FRANKFORT – The application to become a Kentucky notary public is now online at sos.ky.gov, Secretary of State Alison Lundergan Grimes announced Wednesday. Nearly 500 online applications have already been submitted.
A notary public is a public servant appointed by state government to witness the signing of documents and to administer oaths. Kentucky residents and non-residents may apply to be notaries to perform notarial acts within the state of Kentucky, but these documents may be sent to other states for recording. More than 80,000 people are Kentucky notaries.
“One of the hallmarks of my administration in the Secretary of State’s office is modernization,” Grimes said. “And we continue to push forward to streamline and update government processes, especially when it comes to offering services online. For too long state government has moved at the speed of paper, so it was time we brought notary applications online.”

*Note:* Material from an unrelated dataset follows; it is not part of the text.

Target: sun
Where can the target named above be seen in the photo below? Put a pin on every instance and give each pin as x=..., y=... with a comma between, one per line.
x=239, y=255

Grimes’ commitment to Kentucky notary modernization extends to legislation being considered in the 2017 Kentucky General Assembly. On Grimes’ behalf, Rep. Jody Richards (D-Bowling Green) filed House Bill 218, which would update Kentucky’s notary laws with standardized statutes adopted by the Uniform Law Commission. Senate Bill 66, sponsored by Sen. Julie Raque Adams (R-Louisville), would allow Grimes’ office to initiate a pilot program in certain counties to record electronic documents with a notarial act.
“This kind of legislation is common sense in 2017. More transactions than we can count are conducted online, including in banking, commerce, real estate, taxes, and many more. If we don’t start now, Kentucky will soon be left behind in allowing electronic notarization of documents. I wholeheartedly support Senate Bill 66 and hope the General Assembly will act to make this legislation law,” Grimes said.
Nearly half the states allow for electronic notarizations.
Grimes, as part of her duties with the National Association of Secretaries of State, co-chairs a task force studying remote notarization, examining the concept that notarial acts requiring “personal appearance” might soon be extended to remote/video technologies.